As described above, according to the present invention, the magnetic fluid is held at this position by efficiently concentrating the magnetic flux between the opposing surfaces by opposing the end surfaces of the pair of magnetic pole members. With this configuration, a small amount of magnetic fluid enables a seal having excellent pressure resistance, and the sliding with the magnetic fluid can reduce the sliding resistance and save space.

The magnetic flux can be more concentrated by making the cross-sectional shape of the tip on the other end side of the magnetic pole member arc-shaped or by making the tip on the other end side of the magnetic pole member taper toward the tip. The sealability can be maintained with a smaller amount of magnetic fluid.

Further, by arranging the magnetic pole member such that the tip on the other end side is biased toward the other member side of the two members, the magnetic flux can be biased toward the other member side, and a much smaller amount of magnetic fluid can be obtained. The sealability can be maintained.

[Brief description of the drawings]

FIG. 1 is a schematic sectional view showing a mounted state of a reciprocating seal according to an embodiment of the present invention.

FIG. 2 is a schematic view of a sample of a reciprocating seal manufactured according to an embodiment of the present invention.

FIG. 3 is a schematic cross-sectional view showing a mounted state of a reciprocating seal according to the embodiment of the present invention.

FIG. 4 is a schematic cross-sectional view showing a mounted state of a reciprocating seal according to a comparative example.

FIG. 5 is a schematic view of a sample of a reciprocating seal manufactured based on a comparative example.

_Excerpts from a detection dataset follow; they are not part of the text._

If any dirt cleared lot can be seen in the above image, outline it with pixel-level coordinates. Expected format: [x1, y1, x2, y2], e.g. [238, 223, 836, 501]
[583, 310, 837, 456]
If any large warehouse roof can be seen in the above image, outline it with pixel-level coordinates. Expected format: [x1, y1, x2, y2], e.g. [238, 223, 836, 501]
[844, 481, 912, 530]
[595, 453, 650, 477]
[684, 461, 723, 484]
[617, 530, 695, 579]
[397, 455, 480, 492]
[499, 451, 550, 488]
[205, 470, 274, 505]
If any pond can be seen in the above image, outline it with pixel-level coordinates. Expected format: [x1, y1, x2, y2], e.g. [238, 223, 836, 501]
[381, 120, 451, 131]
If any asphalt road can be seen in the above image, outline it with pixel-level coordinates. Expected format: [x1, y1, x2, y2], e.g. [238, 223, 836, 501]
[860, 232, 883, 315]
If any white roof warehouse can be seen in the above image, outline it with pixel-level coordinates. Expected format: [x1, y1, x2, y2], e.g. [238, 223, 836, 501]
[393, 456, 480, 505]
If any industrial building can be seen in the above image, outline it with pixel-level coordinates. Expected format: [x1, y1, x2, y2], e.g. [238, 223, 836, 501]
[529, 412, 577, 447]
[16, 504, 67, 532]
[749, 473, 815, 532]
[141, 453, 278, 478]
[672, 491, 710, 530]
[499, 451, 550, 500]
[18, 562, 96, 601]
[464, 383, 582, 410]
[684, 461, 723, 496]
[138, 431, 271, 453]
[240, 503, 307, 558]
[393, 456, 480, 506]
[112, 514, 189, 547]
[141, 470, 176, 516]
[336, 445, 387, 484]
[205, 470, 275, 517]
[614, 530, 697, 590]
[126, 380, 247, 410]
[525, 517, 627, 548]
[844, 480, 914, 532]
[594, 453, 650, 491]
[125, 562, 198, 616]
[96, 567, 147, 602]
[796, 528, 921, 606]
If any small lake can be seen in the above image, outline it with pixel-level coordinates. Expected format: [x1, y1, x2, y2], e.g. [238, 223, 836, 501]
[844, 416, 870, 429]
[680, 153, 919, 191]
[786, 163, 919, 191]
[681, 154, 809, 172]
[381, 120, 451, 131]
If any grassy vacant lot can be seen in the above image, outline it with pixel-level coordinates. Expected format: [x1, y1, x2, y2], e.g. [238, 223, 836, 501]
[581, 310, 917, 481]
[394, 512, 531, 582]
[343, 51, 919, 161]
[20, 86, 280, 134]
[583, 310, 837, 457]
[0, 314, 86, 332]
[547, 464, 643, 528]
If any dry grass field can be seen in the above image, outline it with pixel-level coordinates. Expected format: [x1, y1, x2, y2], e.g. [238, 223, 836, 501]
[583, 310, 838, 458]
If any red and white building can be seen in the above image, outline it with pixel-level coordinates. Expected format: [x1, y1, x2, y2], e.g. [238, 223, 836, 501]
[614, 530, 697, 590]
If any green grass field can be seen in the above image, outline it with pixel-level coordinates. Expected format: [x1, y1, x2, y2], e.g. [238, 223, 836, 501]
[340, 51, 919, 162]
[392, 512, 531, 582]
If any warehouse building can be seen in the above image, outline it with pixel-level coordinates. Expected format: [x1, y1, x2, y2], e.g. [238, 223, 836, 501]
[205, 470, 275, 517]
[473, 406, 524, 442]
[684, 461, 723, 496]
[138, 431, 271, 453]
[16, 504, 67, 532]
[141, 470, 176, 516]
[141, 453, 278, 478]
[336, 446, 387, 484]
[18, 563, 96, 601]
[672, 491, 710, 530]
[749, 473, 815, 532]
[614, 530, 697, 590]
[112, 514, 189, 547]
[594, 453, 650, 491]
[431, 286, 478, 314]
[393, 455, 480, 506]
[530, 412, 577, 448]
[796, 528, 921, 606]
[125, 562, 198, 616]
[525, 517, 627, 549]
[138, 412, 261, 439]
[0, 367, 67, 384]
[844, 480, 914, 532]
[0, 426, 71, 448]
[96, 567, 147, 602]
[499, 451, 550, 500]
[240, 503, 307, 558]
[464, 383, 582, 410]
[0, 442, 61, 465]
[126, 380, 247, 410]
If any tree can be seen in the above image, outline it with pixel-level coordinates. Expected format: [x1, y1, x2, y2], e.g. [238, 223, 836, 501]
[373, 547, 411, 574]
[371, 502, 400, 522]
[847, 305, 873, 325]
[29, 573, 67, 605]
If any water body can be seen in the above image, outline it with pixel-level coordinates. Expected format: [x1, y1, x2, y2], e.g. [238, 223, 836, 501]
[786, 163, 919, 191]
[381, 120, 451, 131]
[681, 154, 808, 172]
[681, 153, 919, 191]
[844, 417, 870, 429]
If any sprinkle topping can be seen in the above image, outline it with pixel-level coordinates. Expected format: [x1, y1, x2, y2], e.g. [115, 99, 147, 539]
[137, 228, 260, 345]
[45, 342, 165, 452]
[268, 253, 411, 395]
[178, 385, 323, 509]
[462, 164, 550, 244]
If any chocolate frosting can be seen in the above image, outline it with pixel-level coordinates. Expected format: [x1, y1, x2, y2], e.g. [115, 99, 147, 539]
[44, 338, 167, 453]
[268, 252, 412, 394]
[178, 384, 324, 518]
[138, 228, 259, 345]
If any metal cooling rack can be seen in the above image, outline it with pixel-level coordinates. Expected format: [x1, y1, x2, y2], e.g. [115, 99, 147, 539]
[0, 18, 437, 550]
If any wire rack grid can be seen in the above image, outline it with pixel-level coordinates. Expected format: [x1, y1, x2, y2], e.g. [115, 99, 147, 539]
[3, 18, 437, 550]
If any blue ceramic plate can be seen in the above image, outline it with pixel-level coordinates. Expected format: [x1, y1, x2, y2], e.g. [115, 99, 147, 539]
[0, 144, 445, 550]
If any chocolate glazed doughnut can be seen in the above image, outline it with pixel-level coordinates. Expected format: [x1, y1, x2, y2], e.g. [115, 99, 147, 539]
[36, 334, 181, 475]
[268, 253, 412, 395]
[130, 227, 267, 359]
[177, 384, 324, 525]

FIG. 6 is a schematic cross-sectional view showing a state when a reciprocating seal according to the related art is mounted.

FIG. 7 is a schematic cross-sectional view showing a state of a reciprocating seal according to the related art when the shaft is eccentric.

[Explanation of symbols]

 Reference Signs List 1 reciprocating seal 2 magnet 3, 5 magnetic pole member 4 magnetic fluid 13 outer cylinder 14 inner cylinder

Claims (5)

[Claims] 1. A reciprocating seal for sealing an annular gap between two members reciprocally assembled relative to each other, provided on one member side and having an N pole,
A magnetic field generating member that generates a magnetic field at the other end so as to be an S pole; one end of the magnetic field generating member is fixed to the N pole and S pole sides of the magnetic field generating member, and the other end faces are opposed to each other A reciprocating seal comprising: a pair of magnetic pole members that are engaged with each other; and a magnetic fluid held between opposed end surfaces of the pair of magnetic pole members and slidably in contact with the surface of the other member. 2. The reciprocating seal according to claim 1, wherein the cross-sectional shape of the other end of the magnetic pole member is rectangular. 3. The reciprocating seal according to claim 1, wherein the cross-sectional shape of the other end of the magnetic pole member is arc-shaped. 4. The reciprocating seal according to claim 1, wherein the tip of the other end of the magnetic pole member has a tapered shape that becomes thinner toward the tip. 5. The reciprocating seal according to claim 1, wherein the other end of the magnetic pole member is disposed so as to be deviated toward the other of the two members.